In the Foothills of the Blue Ridge Mountains, a Visionary Landscape Architect Creates His Own Eden

Landscape architect Thomas Woltz has a passion for the clarity and proportion of Italian Renaissance architecture. That Woltz lives in a gabled Queen Anne Victorian comes as an ironic surprise, even to him. “Palladio did not use spindles and gingerbread,” he notes, dryly. But his home, together with the garden he has established there over the past two decades, is a unified study in pleasing contrasts. The impact is at once disciplined and spontaneous, respectful and irreverent. Much like the man himself.
Woltz bought the house, in a small Virginia town in the foothills of the Blue Ridge Mountains, in 1999. His restoration honors what he calls the “historic intent” of the structure. “I decided to respect the Victorian volumes,” he notes. “I was not going to remove walls to create an open plan.” For two years, the place was a construction site as it received a copper roof, a mansard porch roof, and plumbing and electrical—all new.
In the hands of a less erudite and playful designer, such attentiveness to history might produce a rigid monotony of style. But Woltz loves to devise temporal dialogues—not only between past and present, but also among different pasts. As a young man, he spent five years practicing architecture and teaching in Venice. He lived near the Palazzo Fortuny, which he often visited. “I was immersed in a world of the Islamic influence of southern Spain, Italian textiles, furniture, and Venetian Gothic architecture,” says Woltz, who began collecting antique Fortuny fabrics and light fixtures.

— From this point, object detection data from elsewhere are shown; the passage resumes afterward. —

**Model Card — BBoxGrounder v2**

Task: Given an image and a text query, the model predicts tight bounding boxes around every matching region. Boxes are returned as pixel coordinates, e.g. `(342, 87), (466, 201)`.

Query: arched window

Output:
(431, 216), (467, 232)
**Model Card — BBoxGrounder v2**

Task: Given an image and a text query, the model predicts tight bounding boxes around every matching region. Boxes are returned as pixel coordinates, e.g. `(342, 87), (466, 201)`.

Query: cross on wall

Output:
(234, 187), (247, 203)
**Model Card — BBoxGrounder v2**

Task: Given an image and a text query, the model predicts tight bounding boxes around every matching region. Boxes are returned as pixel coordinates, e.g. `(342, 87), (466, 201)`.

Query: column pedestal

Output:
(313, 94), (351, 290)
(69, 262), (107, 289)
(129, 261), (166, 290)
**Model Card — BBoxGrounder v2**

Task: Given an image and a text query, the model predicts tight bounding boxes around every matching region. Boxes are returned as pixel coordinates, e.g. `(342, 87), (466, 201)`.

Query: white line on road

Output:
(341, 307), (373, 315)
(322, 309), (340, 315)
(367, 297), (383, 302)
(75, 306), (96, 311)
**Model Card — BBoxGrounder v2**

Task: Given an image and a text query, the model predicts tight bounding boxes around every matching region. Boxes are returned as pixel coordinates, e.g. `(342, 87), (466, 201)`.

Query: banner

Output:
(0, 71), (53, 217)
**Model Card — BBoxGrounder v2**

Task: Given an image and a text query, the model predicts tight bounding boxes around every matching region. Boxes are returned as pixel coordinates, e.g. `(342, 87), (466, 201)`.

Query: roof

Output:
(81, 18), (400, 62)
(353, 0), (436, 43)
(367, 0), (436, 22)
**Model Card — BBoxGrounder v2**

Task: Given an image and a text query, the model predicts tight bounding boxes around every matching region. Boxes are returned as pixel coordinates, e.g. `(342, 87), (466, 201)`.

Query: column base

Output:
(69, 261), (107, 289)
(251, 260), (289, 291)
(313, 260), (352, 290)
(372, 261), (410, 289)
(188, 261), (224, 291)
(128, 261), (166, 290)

Some of the furniture in Woltz’s house tells his own family’s history. Among the pieces handed down over five generations is the grandfather clock in the living room. It was commissioned by General William Lenoir of North Carolina, Woltz’s great-great-great-grandfather, to celebrate the end of the Revolutionary War. Other pieces are yard-sale finds, witnesses to unknown histories. Still other items have been gathered on his frequent travels abroad and from friends who are art and antiques dealers, among them Kenny Ball, David L’Eglise, and Simon L’Hopiteau.
It’s a peaceful refuge for a man who has made his name executing public work at a radically different scale. Woltz is an indefatigable advocate for meaningful public spaces and authentic landscapes. Every year, more than 30 million people worldwide make use of parks designed by Nelson Byrd Woltz Landscape Architects, the firm he joined in 1998 and has led as owner and principal since 2013.
Woltz is currently overseeing the creation of a new park in Houston that is nearly twice the size of New York’s Central Park. He always begins by exploring the history of a place—an approach that has made him a natural choice for such historic properties as Monticello, Winterthur, and Olana.
When he bought his Queen Anne, it was surrounded by nothing but a half-acre of grass and two trees. Walking through the garden today, you move through a series of embracing outdoor “rooms” designed by Woltz, who is his own full-time gardener. In front of the house, an eight-foot-tall circular hedge made of European hornbeams and bordered by fritillaries, wild tulips, and ferns creates a private space in an urban front yard.
Just beyond is a small terrace encompassed by five hornbeams that, over the course of 20 years, Woltz has sheared into living columns. Stone steps framed with viburnum and hydrangea lead into the colorful perennial garden, where bluestone-lined beds outline a tidy square of lawn, then descend to the bowling-green terrace, which forms a long cross axis. The final garden is laid out in an ellipse that spans the full width of the property and is home to flowering shrubs native to China, Japan, and Virginia.
Pleasing as it is to the eye and the spirit, Woltz’s garden also works hard. “It was never envisioned as a showplace,” he notes. Instead, it’s a living laboratory where he tests the spacing of plants for hedges, fresh combinations of bulbs and perennials, and different pruning methods and regimes. Every season he pulls some of the plants and distributes them to friends, making room for new trials in plantings and design.
For one of his birthdays, Woltz hosted guests at a long table on the bowling green under a massive chandelier made from a staghorn sumac that had given up the ghost. He had wrapped the sumac in hundreds of delicate LEDs and suspended it upside down over the dinner table from a sturdy sycamore. It was a characteristic gesture for Woltz, reminding those gathered that nature, even in death, illuminates life.